26Passé 1235, si les lettres et les diplômes se raréfient, c'est donc d’abord, paradoxalement, parce que les ordres de l'empereur transitent désormais directement par ses vicaires, présents dans notre région jusqu'en 1243 au moins. Après que Raimond VII ait été solennellement réinvesti du Venaissin par Frédéric, c'est par exemple Torello di Strada, flanqué de Barrai de Baux, qui est chargé de récupérer manu militari les terres confisquées par le pape. Ils sont l'un et l'autre excommuniés dès le début de l’année 1236 (sans pourtant, semble-t-il, que l'empereur soit mis en cause directement, le pontife désirant sans doute continuer à justifier sa mainmise sur le Venaissin en s'attaquant au seul Raimond de Toulouse et à ses alliés)72.
27Plus tard, les vicaires impériaux Enrico da Rivello, Nicolino Spinola, Berardo de Loretta, Gualterio de Manupello animent aussi, pas toujours efficacement, la résistance au clan pontifical73. Ils sont au cœur de toutes les luttes qui se mènent dans les cités rhodaniennes, réalisant ainsi une alliance nouvelle entre ces citadins autrefois rebelles à l’Empire et les intérêts de Frédéric. Dès 1235 par exemple, lorsque Torello di Strada et Barrai de Baux reprennent le Marquisat, une violente insurrection chasse d'Arles l'archevêque ; les biens de l'Église sont pillés, les clercs agressés, des nombreuses mesures anticléricales adoptées, une sorte de pataria se développe pendant plusieurs années, qui ressurgit périodiquement jusqu'au milieu du siècle74. Immédiatement, le soupçon de valdéisme s'étend, bien entendu, sur la capitale du royaume, comme il avait déjà justifié, aux yeux du légat, le siège d'Avignon en 122675. Durant les deux années suivantes, les Arlésiens comme les Marseillais peuvent compter sur l'appui constant du vicaire Enrico da Rivello, tandis que les Avignonnais, décidés, malgré le pape, à relever leurs remparts, choisissent pour podestat Torello di Strada, au grand plaisir de l'empereur !76 Cette politique nouvelle conduit bientôt Frédéric à donner de nouveaux privilèges aux communes (des péages, un monnayage à Avignon par exemple77), et même à reconnaître les consulats et l'immédiateté de certaines cités (Apt et Embrun par exemple78) tout en ménageant les rares évêques qui lui sont encore utiles (Guillaume de Savoie à Valence)79.

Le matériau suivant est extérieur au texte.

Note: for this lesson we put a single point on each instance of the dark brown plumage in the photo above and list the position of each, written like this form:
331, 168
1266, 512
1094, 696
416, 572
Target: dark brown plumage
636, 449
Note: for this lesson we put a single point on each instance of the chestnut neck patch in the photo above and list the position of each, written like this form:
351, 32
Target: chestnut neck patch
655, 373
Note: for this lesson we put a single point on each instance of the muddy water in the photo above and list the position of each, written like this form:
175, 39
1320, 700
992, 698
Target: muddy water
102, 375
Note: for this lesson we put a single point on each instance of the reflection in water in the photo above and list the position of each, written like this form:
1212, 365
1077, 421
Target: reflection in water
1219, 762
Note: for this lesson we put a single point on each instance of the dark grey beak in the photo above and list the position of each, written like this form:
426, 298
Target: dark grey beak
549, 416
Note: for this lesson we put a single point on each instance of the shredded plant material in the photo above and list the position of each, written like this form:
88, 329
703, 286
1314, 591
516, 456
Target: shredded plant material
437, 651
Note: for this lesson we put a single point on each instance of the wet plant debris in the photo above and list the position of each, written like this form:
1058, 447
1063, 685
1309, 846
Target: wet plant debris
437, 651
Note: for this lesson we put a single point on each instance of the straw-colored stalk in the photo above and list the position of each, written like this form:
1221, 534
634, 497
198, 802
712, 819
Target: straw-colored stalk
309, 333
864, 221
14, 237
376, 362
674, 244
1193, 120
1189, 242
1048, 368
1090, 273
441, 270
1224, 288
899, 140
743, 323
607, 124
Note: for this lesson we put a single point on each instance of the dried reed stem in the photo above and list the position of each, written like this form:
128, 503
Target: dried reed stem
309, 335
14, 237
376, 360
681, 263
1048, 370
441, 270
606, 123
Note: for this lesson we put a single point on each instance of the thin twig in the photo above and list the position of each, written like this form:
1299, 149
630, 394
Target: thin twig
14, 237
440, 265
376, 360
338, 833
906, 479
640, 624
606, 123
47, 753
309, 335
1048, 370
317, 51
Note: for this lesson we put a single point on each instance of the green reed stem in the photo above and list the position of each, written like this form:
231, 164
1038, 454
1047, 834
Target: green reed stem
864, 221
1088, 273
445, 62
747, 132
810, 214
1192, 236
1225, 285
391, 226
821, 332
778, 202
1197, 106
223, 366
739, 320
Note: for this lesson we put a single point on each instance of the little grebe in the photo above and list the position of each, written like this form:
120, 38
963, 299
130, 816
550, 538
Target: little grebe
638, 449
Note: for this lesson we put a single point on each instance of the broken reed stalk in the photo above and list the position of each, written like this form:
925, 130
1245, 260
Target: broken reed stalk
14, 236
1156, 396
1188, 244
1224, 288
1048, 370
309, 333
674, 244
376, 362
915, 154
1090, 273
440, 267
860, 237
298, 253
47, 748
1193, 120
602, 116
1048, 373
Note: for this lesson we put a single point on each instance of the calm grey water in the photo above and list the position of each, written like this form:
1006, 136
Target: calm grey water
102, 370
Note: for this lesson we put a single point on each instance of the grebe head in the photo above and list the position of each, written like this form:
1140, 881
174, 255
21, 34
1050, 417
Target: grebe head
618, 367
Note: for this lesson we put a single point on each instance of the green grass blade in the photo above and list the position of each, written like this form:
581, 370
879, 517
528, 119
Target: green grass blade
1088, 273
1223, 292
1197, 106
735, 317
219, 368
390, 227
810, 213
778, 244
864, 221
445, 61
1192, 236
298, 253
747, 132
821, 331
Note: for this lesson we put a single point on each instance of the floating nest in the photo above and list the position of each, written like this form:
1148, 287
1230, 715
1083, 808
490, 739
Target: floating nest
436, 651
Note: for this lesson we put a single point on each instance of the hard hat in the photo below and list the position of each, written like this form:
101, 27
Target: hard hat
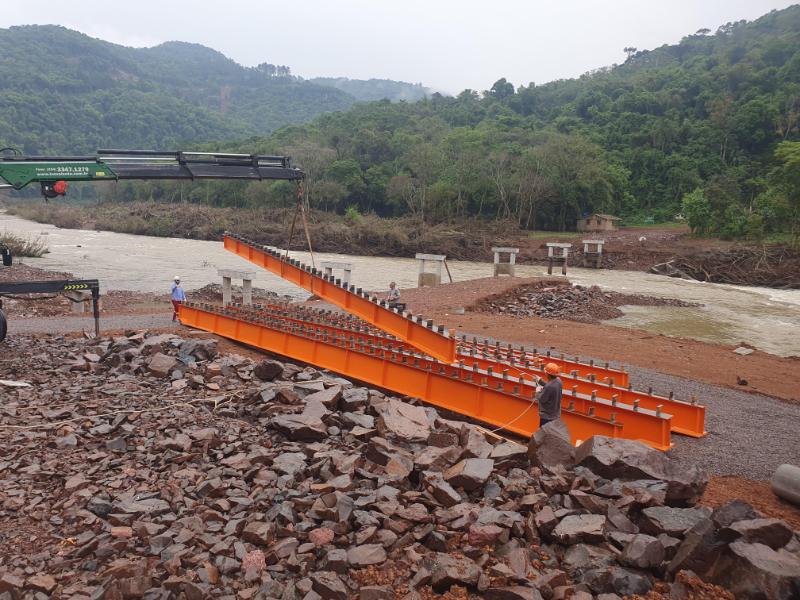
551, 369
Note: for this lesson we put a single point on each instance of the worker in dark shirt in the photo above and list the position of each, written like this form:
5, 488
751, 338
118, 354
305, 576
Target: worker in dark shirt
549, 396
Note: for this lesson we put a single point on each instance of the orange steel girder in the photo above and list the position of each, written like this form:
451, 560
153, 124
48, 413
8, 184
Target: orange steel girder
687, 418
416, 332
481, 402
488, 397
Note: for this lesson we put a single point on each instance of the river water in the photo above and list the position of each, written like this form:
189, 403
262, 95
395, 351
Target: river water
767, 319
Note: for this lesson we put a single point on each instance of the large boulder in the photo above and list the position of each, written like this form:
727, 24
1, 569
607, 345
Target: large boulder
614, 458
551, 445
735, 510
268, 370
643, 552
672, 521
450, 570
770, 532
469, 474
699, 551
756, 571
407, 422
574, 529
367, 554
161, 364
300, 428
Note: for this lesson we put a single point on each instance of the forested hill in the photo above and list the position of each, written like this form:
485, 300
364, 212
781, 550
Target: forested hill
377, 89
707, 127
63, 91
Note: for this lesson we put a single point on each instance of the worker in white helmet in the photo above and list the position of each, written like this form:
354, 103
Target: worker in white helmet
178, 296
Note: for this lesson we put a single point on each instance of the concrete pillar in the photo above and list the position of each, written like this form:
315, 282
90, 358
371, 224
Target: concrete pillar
425, 262
247, 292
593, 253
553, 257
504, 268
227, 292
786, 483
227, 289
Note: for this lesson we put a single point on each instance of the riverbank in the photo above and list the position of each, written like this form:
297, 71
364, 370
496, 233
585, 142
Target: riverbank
717, 364
164, 460
631, 248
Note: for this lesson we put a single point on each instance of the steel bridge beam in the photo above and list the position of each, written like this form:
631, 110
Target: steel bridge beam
413, 330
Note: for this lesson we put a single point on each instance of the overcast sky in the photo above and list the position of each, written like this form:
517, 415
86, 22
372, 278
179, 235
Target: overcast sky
448, 45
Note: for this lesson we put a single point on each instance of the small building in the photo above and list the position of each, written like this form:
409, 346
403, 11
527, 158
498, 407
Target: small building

28En proie à la contestation des confréries, les prélats de la région gardent d’abord une attitude ambiguë à l'égard de l'empereur. Malgré les excommunications qu'ils sont obligés de lancer sans arrêt contre les envahisseurs de biens d'Église, ils leur est difficile de prendre clairement une attitude anti-impériale et de se couper d'une partie de leurs fidèles. L'attitude de Jean de Bernin, archevêque de Vienne, et même légat pontifical entre 1233 et 1238, mériterait à cet égard d'être étudiée de plus près80. L'évêque d'Avignon de son côté paraît ne pas avoir réagi à l'élection comme podestat de Torello di Strada, qu'il avait pourtant excommunié quelque temps plus tôt81. Celui d'Orange n'hésite pas à paraître à la cour du prince toulousain dans les années 1236-123982, mais en 1234 déjà le pape lui reprochait de mal gérer son diocèse, d'être simoniaque, de ne pas respecter les censures ecclésiastiques83. Enfin, l'évêque de Carpentras, qui avait théoriquement reçu la garde du Venaissin au nom du pape, voit lui aussi une information judiciaire lancée contre lui par la Curie romaine pour avoir trop mollement défendu la nouvelle possession pontificale84. Ces accusations montrent que l'entourage pontifical n'hésitait pas à intervenir judiciairement contre les tièdes, au besoin peut-être en lançant des accusations mal fondées, mais elles en disent long aussi sur les hésitations, et peut-être le double jeu de certains prélats. Si quelques-uns d'entre eux sont effectivement chassés de leurs villes dès les années 1235-36 (à Marseille par exemple), si d'autres apparaissent bientôt comme des évêques de combat au service de la papauté (Zoen Tencarari est nommé en Avignon à la fin de 1240), d'autres encore évitent soigneusement de paraître à ces conciles « de guerre » organisés par les légats qui les mettraient trop nettement dans le camp des ennemis de l'empereur85. Comment d'ailleurs se couper entièrement du souverain alors qu'il promulgue des statuts aussi rigoureux contre les hérétiques ? Si l'on retrouve les constitutions de Crémone et de Vérone dans les archives des prélats d'Arles ou de Carpentras86, approuvées et diffusées par tous les évêques locaux, c'est bien que des liens existent encore entre l'empereur et son Église impériale, même si, le pape, lui, peut se montrer irrité de voir ainsi Frédéric se charger seul de la défense de la Majesté divine87.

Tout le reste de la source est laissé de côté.